Aan vijf jaar voorbereidend werk kwam op 27 april een einde. Het Digitaal Monument van de Joodse Gemeenschap in Nederland werd gepresenteerd aan de buitenwereld. Een monument dat echter nog lang niet klaar is, want de hoop is dat velen nog informatie zullen toevoegen over al die vooroorlogse joodse Nederlanders van wie nog weinig of niets bekend is.
Een interactief monument dus, waar onherroepelijk ook fouten op staan. Maar alle nieuwe informatie die wordt aangeboden, zal eerst worden gecontroleerd. Dé motor achter het project was en is de historicus Ies Lipschits, die tot twee dagen voor de lancering van de site in cyberspace nog aan persoonsbeschrijvingen werkt.
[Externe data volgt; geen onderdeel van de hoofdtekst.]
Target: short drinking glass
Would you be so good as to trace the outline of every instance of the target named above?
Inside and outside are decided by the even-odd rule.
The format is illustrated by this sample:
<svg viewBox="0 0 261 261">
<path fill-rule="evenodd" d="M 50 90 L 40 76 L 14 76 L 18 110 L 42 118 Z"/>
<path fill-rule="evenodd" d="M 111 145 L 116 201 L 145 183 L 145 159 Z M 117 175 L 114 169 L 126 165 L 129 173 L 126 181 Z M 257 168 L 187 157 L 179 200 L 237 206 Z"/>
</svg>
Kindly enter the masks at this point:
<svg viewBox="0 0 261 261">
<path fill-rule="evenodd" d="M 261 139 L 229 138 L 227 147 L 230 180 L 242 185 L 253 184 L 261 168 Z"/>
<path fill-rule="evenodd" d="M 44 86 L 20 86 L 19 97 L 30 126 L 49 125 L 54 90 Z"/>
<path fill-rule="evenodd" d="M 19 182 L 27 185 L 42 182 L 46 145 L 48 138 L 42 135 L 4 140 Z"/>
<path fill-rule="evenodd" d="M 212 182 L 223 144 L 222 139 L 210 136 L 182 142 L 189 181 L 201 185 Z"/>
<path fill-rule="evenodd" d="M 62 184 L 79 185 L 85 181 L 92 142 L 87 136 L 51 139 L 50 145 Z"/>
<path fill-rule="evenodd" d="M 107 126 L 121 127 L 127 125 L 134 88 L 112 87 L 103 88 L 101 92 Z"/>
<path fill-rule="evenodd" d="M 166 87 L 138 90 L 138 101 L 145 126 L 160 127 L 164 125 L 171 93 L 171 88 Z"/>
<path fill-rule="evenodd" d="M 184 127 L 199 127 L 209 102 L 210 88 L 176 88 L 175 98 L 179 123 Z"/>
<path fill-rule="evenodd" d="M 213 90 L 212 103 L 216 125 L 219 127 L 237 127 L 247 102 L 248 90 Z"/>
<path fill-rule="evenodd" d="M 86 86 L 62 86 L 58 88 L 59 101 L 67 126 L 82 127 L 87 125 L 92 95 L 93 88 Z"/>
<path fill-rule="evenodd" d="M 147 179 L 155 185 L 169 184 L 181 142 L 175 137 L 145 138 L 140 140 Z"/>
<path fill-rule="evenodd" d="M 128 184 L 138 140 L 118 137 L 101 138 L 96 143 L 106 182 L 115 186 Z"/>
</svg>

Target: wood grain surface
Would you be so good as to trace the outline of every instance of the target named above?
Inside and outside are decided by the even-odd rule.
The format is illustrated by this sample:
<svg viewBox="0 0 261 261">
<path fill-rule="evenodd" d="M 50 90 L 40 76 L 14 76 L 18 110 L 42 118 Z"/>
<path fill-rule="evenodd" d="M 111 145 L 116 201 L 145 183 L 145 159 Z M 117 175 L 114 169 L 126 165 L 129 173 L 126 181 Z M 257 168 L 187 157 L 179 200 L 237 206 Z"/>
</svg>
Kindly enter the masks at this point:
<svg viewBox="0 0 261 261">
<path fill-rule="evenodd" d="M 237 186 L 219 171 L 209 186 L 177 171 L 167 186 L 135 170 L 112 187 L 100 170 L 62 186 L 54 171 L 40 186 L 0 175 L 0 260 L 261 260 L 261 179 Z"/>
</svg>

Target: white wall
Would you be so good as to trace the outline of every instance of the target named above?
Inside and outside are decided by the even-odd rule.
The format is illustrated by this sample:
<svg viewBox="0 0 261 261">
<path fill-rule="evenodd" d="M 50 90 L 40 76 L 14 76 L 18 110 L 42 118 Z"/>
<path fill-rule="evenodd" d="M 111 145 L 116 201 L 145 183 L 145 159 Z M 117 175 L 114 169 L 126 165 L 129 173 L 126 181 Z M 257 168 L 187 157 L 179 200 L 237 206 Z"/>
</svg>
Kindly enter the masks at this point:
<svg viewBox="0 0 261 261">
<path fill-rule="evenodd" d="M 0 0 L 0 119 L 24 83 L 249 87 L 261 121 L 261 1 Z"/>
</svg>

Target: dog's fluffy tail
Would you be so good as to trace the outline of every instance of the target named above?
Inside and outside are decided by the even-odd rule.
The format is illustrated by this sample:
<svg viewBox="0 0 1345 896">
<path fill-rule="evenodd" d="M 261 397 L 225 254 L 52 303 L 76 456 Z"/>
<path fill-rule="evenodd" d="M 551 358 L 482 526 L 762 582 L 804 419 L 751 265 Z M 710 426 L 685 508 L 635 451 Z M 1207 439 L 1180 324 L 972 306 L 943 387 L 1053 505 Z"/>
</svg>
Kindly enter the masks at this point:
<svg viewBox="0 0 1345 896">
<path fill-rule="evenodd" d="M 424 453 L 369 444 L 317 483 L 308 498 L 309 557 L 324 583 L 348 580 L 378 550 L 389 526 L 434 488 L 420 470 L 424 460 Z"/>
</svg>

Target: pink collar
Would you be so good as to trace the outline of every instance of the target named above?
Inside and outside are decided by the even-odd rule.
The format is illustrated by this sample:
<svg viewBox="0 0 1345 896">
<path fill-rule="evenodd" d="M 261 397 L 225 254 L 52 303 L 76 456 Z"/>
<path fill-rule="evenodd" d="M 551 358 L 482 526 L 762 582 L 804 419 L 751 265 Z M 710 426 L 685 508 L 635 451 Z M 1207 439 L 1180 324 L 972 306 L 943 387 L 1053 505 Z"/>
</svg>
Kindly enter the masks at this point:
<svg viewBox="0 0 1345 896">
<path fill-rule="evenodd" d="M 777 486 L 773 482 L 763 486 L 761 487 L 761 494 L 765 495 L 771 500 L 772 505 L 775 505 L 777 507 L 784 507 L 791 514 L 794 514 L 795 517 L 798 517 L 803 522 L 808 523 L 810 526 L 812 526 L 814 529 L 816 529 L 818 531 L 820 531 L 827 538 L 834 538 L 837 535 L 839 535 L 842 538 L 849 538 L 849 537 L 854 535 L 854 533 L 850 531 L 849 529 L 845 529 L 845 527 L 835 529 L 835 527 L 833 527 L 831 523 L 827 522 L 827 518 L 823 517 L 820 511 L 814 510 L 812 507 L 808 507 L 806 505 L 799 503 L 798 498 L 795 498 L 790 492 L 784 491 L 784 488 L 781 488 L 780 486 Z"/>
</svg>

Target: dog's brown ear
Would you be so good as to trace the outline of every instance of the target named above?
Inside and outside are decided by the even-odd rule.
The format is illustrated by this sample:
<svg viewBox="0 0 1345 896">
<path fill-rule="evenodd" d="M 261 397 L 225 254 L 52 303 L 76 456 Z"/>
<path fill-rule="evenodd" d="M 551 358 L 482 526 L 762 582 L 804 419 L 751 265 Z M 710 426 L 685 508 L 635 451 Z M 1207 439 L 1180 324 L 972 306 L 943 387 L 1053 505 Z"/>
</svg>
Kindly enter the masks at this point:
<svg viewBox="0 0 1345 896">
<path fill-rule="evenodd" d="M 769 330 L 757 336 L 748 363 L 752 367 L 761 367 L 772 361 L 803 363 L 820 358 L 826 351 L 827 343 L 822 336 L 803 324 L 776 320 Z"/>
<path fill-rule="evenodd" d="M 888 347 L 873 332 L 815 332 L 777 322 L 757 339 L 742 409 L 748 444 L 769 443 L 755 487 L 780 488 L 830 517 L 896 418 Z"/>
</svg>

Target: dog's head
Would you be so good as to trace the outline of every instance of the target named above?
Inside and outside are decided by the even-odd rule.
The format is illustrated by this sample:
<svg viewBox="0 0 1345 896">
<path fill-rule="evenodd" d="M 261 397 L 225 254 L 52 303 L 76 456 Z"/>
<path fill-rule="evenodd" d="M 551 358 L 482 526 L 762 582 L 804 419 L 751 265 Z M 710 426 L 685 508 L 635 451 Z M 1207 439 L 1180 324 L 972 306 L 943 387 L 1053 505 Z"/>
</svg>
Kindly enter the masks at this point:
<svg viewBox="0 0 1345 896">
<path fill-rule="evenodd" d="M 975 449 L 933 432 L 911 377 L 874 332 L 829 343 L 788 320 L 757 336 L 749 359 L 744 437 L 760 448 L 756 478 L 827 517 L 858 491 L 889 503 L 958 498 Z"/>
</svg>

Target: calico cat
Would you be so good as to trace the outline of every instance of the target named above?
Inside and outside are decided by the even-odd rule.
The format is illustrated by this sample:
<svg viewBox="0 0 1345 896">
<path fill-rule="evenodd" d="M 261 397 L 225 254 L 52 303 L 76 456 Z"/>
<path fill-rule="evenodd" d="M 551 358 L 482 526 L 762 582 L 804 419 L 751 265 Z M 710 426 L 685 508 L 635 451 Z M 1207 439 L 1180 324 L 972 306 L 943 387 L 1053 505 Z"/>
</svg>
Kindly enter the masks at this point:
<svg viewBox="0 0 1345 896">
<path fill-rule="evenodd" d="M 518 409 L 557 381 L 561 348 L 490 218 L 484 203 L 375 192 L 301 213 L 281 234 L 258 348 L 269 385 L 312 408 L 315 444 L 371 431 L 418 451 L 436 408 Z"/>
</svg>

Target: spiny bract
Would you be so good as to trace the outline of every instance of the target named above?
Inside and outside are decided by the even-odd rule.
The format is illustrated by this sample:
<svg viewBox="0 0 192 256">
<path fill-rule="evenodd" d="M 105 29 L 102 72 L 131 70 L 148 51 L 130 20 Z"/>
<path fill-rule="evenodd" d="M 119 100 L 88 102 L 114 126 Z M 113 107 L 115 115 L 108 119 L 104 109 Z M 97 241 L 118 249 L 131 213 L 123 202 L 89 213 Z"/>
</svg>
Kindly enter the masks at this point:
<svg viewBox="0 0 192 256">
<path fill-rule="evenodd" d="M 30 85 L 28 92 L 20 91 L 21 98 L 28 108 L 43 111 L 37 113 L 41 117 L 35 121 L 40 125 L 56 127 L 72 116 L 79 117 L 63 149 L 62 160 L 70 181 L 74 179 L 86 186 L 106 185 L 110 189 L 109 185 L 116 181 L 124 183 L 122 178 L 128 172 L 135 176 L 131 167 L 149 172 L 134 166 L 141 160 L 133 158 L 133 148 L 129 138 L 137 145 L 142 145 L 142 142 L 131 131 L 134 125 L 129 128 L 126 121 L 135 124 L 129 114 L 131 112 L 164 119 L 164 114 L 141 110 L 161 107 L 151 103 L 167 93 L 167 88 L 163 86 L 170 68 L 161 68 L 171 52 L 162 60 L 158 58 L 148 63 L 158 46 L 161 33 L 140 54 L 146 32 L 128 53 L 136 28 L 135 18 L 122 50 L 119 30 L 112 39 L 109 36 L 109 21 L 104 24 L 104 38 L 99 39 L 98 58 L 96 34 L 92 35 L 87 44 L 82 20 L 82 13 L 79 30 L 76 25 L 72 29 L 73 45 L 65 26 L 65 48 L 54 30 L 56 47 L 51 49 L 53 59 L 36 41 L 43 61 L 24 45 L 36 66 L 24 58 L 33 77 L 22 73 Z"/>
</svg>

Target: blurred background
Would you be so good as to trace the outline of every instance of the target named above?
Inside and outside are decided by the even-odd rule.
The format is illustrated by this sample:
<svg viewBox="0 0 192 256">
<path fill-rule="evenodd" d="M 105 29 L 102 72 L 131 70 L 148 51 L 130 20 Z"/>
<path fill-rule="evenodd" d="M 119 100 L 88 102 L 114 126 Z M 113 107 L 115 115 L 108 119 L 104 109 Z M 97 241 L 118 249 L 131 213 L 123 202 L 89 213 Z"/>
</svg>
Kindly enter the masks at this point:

Voor de digitale verwerking van de gegevens wordt hij bijgestaan door het Internationaal Instituut voor Sociale Geschiedenis, met name door de projectleider Karin Hofmeester, die de aanwezigen aan het eind van de presentatie laat zien welke ingangen de site allemaal biedt om het monument te bezoeken.
Hoezeer velen die op de site worden genoemd voor Lipschits ‘een ponem’ hebben gekregen, blijkt uit het bevlogen verhaal dat hij die middag houdt in de Uilenburger sjoel in Amsterdam. Het monument is niet bedoeld als herinnering aan de verwoesting, ook niet als herinnering aan de kampen, maar wil de joodse gemeenschap, ‘met hun tsores en simches’, aan de vooravond van de ramp in herinnering brengen en houden. Lipschits noemt de rabbijnen uit zijn jeugd: rabbijn Philip Frank, reb Simche, rabbijn Coppenhagen en rabbijn De Hond. Hij vertelt over opgepakte Joden ‘verdacht van onttrekking aan evacuatie’, of ‘verduistering’ (van eigen vermogen!) en alsnog opgepakte onderduikers die door te zoeken op ‘politieblad’ naar voren komen. Over de vele verenigingen die joods Nederland kende voor de zorg voor minderbedeelden, over de grote trots van de joodse gemeenschap, de Joodse Invalide. Alles en iedereen krijgt structuur en het eigen gezicht in zijn verhaal. ‘Een leraar kan nu met zijn klas op het Digitaal Monument nagaan hoeveel joodse kinderen er woonden in de straat waar hun school staat. (...) Het is een vorm van Sjoa-educatie die de leerlingen van nu wellicht wat dichter bij het gebeuren van toen brengt.’ Die zoekmethode, of ‘wandeling’, is mogelijk geworden doordat 24.700 straten in heel Nederland zijn voorzien van postcode.
Demonstratie
Karin Hofmeester geeft vervolgens via een live verbinding met internet een demonstratie van de site (ontwerp Mediamatic). Wie bijvoorbeeld Joseph Hartz opgeeft als zoekopdracht, belandt op diens persoonspagina en kan van daar doorklikken naar de gezinspagina of de adrespagina.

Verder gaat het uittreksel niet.